SuisTesJ

Une date en entrée. Sept dates en sortie.

La méthode des J espace les révisions d'un cours à intervalles qui s'allongent. L'application tient l'échelle ; toi, tu n'as qu'à savoir ce qui tombe aujourd'hui.

L'échelle

Un cours appris le lundi 7 septembre

Voici ce que l'application pose. Ce ne sont pas des exemples : c'est le calcul, appliqué à une date.

  1. J0le coursLundi 7 septembre. C'est la seule date que tu saisis.
  2. J1+ 1 jourMardi 8 septembre.
  3. J3+ 2 joursJeudi 10 septembre.
  4. J7+ 4 joursLundi 14 septembre — une semaine pile après le cours.
  5. J14+ 7 joursLundi 21 septembre. À partir d'ici, l'écart dépasse la semaine.
  6. J30+ 16 joursMercredi 7 octobre.
  7. J60+ 30 joursVendredi 6 novembre.
  8. J90+ 30 joursDimanche 6 décembre. Dernier repère de l'échelle par défaut.

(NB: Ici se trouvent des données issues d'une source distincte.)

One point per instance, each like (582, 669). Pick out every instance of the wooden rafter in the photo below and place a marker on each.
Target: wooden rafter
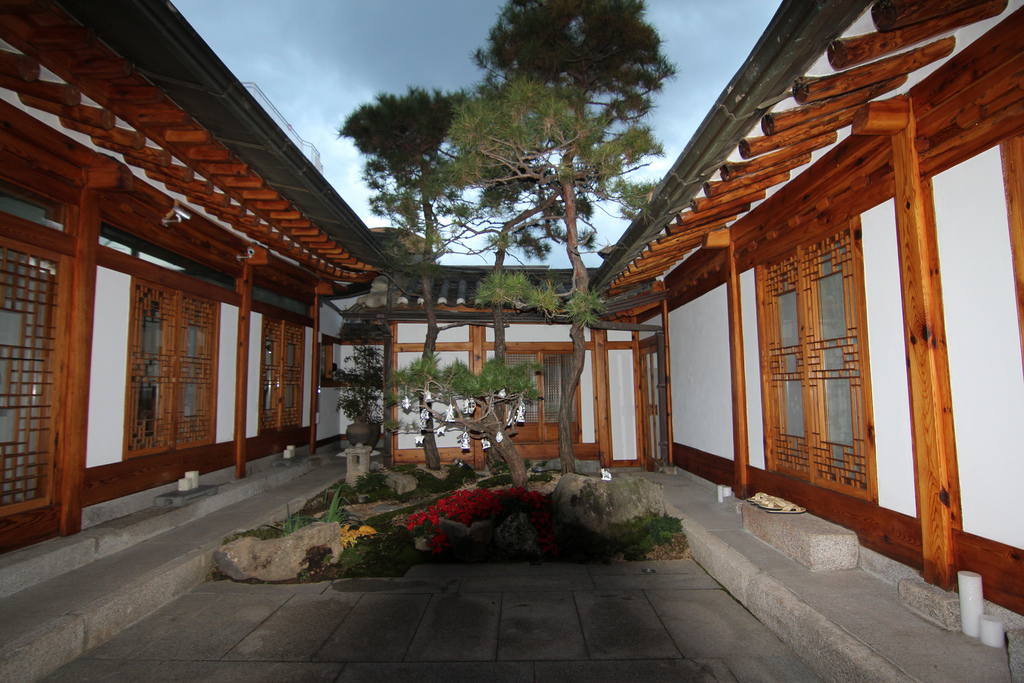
(73, 53)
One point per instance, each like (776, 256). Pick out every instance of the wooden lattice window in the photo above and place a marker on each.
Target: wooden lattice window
(281, 370)
(817, 398)
(172, 371)
(28, 311)
(555, 372)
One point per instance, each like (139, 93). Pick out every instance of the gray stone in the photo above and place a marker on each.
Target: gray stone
(603, 615)
(885, 568)
(401, 482)
(597, 505)
(458, 628)
(516, 537)
(540, 626)
(818, 545)
(42, 650)
(1015, 649)
(276, 559)
(357, 458)
(938, 606)
(469, 544)
(177, 499)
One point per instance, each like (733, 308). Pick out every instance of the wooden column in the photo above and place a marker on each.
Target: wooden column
(314, 373)
(245, 288)
(740, 447)
(85, 222)
(602, 421)
(928, 367)
(1013, 178)
(667, 375)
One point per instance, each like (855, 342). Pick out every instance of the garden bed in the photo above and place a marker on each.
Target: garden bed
(389, 548)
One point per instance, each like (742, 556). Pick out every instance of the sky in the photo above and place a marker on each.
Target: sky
(317, 60)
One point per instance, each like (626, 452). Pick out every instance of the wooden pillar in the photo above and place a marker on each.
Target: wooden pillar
(245, 288)
(928, 367)
(602, 419)
(1013, 178)
(314, 373)
(666, 359)
(85, 223)
(477, 357)
(740, 447)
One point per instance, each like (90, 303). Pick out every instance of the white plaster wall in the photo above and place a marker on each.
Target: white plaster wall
(329, 423)
(407, 440)
(330, 319)
(701, 393)
(984, 344)
(415, 333)
(307, 371)
(887, 351)
(588, 428)
(253, 389)
(752, 371)
(225, 372)
(104, 440)
(536, 332)
(623, 404)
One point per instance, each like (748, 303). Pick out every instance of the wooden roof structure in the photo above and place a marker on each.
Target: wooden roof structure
(815, 131)
(144, 88)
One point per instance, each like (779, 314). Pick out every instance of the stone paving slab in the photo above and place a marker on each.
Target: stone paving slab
(460, 627)
(458, 672)
(380, 628)
(658, 671)
(296, 631)
(541, 626)
(622, 625)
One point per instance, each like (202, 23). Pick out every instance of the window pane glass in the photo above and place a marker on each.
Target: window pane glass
(840, 412)
(788, 324)
(794, 401)
(833, 306)
(834, 358)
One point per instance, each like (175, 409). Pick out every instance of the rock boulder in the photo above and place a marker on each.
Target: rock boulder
(516, 537)
(597, 505)
(276, 559)
(401, 482)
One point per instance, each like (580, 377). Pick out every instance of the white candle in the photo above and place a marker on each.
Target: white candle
(972, 602)
(992, 632)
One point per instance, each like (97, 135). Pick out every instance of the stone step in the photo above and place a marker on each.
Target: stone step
(818, 545)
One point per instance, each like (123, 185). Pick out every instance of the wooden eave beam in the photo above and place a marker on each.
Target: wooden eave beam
(775, 161)
(814, 89)
(892, 14)
(808, 115)
(855, 50)
(717, 240)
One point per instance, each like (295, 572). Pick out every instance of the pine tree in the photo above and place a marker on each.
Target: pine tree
(408, 167)
(567, 85)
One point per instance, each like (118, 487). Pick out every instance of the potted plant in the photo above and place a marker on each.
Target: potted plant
(360, 396)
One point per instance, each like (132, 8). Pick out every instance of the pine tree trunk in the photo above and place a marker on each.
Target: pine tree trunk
(431, 456)
(581, 283)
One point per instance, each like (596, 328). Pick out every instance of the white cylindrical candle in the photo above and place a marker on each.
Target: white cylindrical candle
(992, 633)
(972, 602)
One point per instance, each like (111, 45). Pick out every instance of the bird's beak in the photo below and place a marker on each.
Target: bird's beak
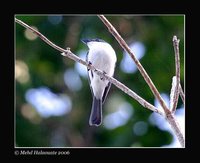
(85, 41)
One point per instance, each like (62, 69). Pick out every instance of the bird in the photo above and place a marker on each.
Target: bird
(103, 57)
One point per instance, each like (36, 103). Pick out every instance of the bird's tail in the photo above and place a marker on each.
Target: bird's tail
(96, 112)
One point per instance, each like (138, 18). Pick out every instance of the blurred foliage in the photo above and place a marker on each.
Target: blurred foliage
(46, 68)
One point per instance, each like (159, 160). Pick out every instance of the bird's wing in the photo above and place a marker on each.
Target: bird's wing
(106, 92)
(90, 74)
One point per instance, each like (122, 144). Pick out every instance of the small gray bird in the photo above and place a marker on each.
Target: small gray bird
(102, 56)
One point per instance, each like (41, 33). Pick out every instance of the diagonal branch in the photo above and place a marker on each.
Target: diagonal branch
(182, 94)
(169, 116)
(138, 64)
(177, 60)
(69, 54)
(173, 92)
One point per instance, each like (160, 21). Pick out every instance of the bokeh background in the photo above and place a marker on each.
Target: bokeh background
(52, 94)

Un cours du lundi retombe le lundi à J7 et à J14. Ce n'est pas une intention, c'est de l'arithmétique — mais c'est confortable, et l'application ne va pas le défaire sans raison.

Si tu as un examen, l'échelle s'arrête avant

Une échéance renseignée tronque la série : les repères postérieurs à l'examen ne sont pas posés. Réviser un cours trois mois après l'avoir passé n'a pas d'intérêt, et l'application ne fait pas semblant du contraire.

L'usage

Trois gestes, puis plus rien à décider

  1. Tu notes un cours et sa date

    Un titre, une matière, le jour où tu l'as eu. Moins d'une minute.

  2. L'application pose les dates

    Les sept repères, à partir de ce jour-là. Tu peux définir d'autres rythmes si celui-ci ne te va pas.

  3. Elle te dit chaque jour ce qui tombe

    Tu ouvres l'application, tu vois la liste du jour. Tu la fais, ou tu la reportes — c'est toi qui décides.

Le retard

Dix jours d'absence ne font pas vingt révisions à rattraper

C'est le point sur lequel l'application diffère le plus d'un simple calendrier. Une révision en retard n'est pas une dette à rembourser ligne par ligne.

Les révisions dépassées sont regroupées par cours, et l'application ne te propose que la plus avancée de chaque cours. Faire le J14 rend le J7 manqué sans objet : les plus anciennes sont repliées dessous, et marquées comme rattrapées quand tu valides celle du dessus.

Vingt-trois retards sur huit cours, ça fait huit choses à faire

Pas vingt-trois. C'est la même information, comptée comme on la vit plutôt que comme la base de données la stocke.

Les journées chargées

Elle ne déplace rien sans te le dire

Quand une journée dépasse le temps de révision que tu lui as accordé, l'application la signale et propose de l'alléger. Tu acceptes, ou pas. Un mode automatique existe dans les réglages si tu préfères l'inverse, mais ce n'est pas le comportement par défaut.

Tu peux aussi reporter n'importe quelle révision à la main, sans justification et sans que l'échelle du cours soit recalculée derrière ton dos.

Les limites

Ce que l'application ne fait pas

  • Elle n'héberge aucun contenu de cours : ni éditeur, ni pièce jointe, ni import de document.
  • Elle ne t'interroge pas et ne corrige rien. La révision, c'est toi qui la fais, avec le support que tu veux.
  • Elle ne note pas tes performances et n'adapte pas l'échelle à des réponses que tu lui donnerais.

L'espacement des révisions et le fait de se tester plutôt que de relire sont deux des méthodes d'apprentissage les mieux étayées : voir Cepeda et al. (2006) sur la pratique distribuée, Roediger & Karpicke (2006) sur l'effet de test, et la revue de Dunlosky et al. (2013). La méthode des J en est une formulation répandue. Ce que cette recherche décrit, c'est la méthode — pas cette application.